Rory McIlroy says he wonders why it took Muirfield golf club so long to admit women as members. A better question is why are the men members still going out on the course in knickers and asking the caddie for a niblick and mashie?

NASCAR says it won’t penalize Kyle Busch or Joey Logano for an altercation during a race in Las Vegas. Apparently NASCAR is sticking to the organization’s bylaws which clearly state “What happens in ‘Vegas stays in ‘Vegas.”

NASCAR says it won’t penalize Kyle Busch or Joey Logano for an altercation during a race in Las Vegas. Busch is lucky. The usual result of picking a fight in ‘Vegas with someone named Joey Logano is ending up at the bottom of Lake Mead.

Tony Romo’s bonus from the Dallas Cowboys for taking seven snaps in 2016 is a whopping $64.11. That’s not even enough to take a family of four for a rib dinner at Tony Roma’s.

A Cincinnati restaurateur says he will give a free steak dinner to every undergraduate student at Northern Kentucky if their basketball team beats Kentucky, a value of $1 Million. That is what you call some high steaks gambling.

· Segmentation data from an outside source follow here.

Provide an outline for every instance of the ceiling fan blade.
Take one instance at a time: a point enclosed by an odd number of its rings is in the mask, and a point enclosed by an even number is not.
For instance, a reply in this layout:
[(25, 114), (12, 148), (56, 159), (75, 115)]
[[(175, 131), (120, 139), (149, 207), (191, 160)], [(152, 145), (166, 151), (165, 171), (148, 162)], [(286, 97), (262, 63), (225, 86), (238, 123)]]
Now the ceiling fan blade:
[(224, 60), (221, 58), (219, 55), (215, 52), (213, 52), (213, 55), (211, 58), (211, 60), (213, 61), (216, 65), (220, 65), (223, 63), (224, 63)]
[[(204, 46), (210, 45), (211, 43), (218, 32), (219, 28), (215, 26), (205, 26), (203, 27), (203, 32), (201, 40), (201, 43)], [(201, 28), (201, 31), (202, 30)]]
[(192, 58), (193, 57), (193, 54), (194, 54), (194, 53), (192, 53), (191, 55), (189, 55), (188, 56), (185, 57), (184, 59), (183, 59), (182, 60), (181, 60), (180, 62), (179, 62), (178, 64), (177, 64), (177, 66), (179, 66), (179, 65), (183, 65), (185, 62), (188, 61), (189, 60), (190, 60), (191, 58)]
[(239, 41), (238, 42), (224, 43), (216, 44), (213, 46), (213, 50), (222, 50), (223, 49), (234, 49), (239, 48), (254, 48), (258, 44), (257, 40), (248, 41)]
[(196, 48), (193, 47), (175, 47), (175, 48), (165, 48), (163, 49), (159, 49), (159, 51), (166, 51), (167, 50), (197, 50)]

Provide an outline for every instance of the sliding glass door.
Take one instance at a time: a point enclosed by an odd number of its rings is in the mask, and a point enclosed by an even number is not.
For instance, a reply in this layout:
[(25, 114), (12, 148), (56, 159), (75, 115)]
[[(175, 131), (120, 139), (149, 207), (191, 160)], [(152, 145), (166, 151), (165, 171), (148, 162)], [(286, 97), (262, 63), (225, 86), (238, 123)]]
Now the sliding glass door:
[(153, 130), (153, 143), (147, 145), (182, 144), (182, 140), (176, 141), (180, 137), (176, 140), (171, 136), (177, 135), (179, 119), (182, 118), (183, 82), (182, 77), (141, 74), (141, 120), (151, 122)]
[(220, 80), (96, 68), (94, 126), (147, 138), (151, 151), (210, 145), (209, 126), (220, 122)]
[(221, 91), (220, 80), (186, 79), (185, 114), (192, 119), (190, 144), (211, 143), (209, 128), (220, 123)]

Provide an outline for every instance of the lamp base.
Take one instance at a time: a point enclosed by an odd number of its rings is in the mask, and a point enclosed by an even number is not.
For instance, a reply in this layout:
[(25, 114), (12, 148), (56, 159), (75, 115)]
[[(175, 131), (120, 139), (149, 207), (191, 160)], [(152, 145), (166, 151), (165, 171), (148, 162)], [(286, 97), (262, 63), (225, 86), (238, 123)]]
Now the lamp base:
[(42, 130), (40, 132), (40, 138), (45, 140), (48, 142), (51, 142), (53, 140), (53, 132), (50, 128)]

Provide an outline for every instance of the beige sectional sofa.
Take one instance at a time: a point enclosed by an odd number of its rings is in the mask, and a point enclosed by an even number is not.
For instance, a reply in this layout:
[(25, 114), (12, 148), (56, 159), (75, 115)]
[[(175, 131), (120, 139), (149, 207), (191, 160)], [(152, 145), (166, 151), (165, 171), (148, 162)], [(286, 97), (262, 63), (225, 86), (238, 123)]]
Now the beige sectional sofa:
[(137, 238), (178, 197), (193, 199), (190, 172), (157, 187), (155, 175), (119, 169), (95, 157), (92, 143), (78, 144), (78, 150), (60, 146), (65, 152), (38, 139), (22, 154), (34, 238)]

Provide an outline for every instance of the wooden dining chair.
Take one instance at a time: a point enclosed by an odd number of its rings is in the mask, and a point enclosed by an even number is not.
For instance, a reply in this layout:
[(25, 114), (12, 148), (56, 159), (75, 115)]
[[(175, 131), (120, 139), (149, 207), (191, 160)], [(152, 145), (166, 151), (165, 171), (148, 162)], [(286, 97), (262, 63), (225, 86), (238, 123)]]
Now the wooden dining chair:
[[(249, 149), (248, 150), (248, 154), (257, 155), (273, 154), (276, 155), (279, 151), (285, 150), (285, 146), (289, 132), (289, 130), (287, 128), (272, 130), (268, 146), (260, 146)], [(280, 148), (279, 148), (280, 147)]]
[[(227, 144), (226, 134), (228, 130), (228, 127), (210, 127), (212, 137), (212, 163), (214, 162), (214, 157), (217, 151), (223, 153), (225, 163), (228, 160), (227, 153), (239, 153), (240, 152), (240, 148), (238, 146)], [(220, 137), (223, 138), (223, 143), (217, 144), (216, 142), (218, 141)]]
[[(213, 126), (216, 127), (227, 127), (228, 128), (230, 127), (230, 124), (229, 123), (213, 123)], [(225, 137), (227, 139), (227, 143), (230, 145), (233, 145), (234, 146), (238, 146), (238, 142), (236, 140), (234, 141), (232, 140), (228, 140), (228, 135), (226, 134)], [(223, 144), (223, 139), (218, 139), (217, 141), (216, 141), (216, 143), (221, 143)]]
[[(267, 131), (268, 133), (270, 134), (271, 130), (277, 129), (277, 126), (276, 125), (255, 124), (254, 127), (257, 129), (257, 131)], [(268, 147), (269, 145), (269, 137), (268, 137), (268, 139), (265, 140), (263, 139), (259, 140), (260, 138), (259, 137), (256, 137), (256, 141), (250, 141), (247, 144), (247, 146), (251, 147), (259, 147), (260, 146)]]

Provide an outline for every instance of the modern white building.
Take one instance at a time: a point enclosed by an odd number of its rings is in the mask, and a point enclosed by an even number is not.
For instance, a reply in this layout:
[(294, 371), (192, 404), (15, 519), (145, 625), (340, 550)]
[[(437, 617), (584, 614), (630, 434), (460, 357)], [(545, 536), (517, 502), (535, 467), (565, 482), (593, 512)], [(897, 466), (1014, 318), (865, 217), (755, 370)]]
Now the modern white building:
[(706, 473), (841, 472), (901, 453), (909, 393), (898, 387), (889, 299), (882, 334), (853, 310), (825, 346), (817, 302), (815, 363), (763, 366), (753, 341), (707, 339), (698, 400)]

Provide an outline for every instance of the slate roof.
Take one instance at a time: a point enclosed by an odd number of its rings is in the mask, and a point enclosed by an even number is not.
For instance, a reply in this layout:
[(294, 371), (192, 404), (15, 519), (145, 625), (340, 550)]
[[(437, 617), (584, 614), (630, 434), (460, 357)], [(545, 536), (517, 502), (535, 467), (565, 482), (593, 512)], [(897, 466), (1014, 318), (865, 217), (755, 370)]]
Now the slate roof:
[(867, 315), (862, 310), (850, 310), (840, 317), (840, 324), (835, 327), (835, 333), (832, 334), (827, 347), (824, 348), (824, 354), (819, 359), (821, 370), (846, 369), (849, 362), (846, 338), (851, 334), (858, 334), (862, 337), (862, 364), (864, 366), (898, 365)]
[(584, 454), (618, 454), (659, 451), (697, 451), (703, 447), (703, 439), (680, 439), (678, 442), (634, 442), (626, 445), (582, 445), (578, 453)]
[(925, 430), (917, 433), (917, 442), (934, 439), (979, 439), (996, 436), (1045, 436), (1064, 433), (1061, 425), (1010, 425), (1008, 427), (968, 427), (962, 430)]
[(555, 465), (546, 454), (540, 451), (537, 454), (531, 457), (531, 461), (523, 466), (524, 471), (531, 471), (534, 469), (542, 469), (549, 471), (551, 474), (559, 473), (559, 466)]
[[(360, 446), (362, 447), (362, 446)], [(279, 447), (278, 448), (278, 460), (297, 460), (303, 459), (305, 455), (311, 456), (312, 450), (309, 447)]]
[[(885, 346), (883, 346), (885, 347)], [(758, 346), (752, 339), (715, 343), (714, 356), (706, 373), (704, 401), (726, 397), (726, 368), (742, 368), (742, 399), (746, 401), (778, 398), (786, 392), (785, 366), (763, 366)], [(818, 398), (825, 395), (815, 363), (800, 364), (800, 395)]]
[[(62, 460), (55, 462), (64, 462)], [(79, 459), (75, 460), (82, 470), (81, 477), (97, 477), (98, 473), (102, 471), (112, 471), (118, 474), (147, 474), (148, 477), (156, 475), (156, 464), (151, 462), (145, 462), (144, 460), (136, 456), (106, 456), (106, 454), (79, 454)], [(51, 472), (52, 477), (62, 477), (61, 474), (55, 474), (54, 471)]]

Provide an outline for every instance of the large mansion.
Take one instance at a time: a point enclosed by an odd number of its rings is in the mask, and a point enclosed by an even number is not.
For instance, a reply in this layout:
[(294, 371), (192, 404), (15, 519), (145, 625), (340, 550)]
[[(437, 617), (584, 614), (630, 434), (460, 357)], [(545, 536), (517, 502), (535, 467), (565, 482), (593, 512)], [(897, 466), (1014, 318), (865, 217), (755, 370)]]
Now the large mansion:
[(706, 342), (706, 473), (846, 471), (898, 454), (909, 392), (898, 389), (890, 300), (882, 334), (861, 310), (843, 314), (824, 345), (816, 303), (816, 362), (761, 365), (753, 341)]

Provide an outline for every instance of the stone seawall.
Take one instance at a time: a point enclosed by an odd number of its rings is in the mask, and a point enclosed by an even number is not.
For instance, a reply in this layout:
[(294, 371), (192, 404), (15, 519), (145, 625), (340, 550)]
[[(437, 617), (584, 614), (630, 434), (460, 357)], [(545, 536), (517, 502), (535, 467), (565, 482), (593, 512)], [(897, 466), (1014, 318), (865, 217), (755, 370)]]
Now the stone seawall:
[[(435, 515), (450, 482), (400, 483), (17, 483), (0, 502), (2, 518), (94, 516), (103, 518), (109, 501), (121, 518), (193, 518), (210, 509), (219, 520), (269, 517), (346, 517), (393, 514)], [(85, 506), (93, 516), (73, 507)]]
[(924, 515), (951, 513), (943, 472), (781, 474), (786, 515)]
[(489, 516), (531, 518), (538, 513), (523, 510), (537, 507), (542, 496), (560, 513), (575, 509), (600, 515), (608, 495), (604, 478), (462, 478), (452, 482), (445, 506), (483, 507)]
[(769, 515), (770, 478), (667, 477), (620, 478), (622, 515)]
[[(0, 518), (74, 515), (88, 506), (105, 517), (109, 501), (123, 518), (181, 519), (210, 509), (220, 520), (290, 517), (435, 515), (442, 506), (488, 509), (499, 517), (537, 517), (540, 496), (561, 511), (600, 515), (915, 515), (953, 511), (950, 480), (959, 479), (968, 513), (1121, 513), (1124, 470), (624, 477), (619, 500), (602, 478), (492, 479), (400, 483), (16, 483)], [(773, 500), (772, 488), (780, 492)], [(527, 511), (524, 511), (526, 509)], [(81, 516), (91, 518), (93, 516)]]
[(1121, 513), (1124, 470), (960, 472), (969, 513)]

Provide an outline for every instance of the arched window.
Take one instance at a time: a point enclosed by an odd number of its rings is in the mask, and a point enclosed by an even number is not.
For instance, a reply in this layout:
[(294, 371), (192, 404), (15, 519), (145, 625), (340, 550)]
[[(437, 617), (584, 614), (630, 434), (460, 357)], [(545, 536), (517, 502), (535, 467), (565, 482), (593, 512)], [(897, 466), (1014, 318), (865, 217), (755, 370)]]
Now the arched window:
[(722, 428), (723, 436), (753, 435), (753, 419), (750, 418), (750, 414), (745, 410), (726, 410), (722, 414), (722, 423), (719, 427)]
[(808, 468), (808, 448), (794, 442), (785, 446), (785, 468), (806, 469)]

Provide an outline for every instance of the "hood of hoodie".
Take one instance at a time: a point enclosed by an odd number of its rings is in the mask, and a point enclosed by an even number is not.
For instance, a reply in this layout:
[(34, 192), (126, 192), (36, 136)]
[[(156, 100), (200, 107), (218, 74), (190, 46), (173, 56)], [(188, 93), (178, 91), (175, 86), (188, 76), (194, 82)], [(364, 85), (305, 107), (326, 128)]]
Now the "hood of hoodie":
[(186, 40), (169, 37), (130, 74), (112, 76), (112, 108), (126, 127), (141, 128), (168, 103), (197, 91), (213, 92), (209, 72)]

LaVar Ball’s home was reportedly burglarized while he was watching a basketball game featuring his two young sons. The thieves must have been looking for the Billion dollar shoe contract Ball is hallucinating someone is going to give to his kids.

A report says Silicon Valley executives returned optimistic from a meeting with Washington, D.C. lawmakers. Not from anything at the meeting, they are just optimistic about the fact they are billionaire tech executives.

The new FCC Chairman is promising broadband access for all Americans. Mostly on a directive from President Trump to make sure everyone gets to read his daily rants on Twitter.

The former CEO of Wells Fargo has cashed out $54.9 Million in stock options in the wake of the bank’s recent scandal. The only way to make good on that would be to deposit that money in all the phony accounts the bank created for its customers.

Senator Lindsey Graham says the GOP health care bill is “mortally wounded.” Which is ironic in that the only way it would be able to survive at this point is if it could still qualify for treatment under Obamacare.

That’s it for now, Oh Faithful Readers! If you find today’s jokes to be somewhat funnier than normal (meaning somewhat funny), it’s because the blog has been taken over by Russian hackers. They also got my personal information which if they raid my bank account, 401(k) and investment portfolio could net them as much as $47.50. So while I now have some extra time to enjoy away from the computer screen, I still get my biggest rewards when you all remember to always keep on sending the love!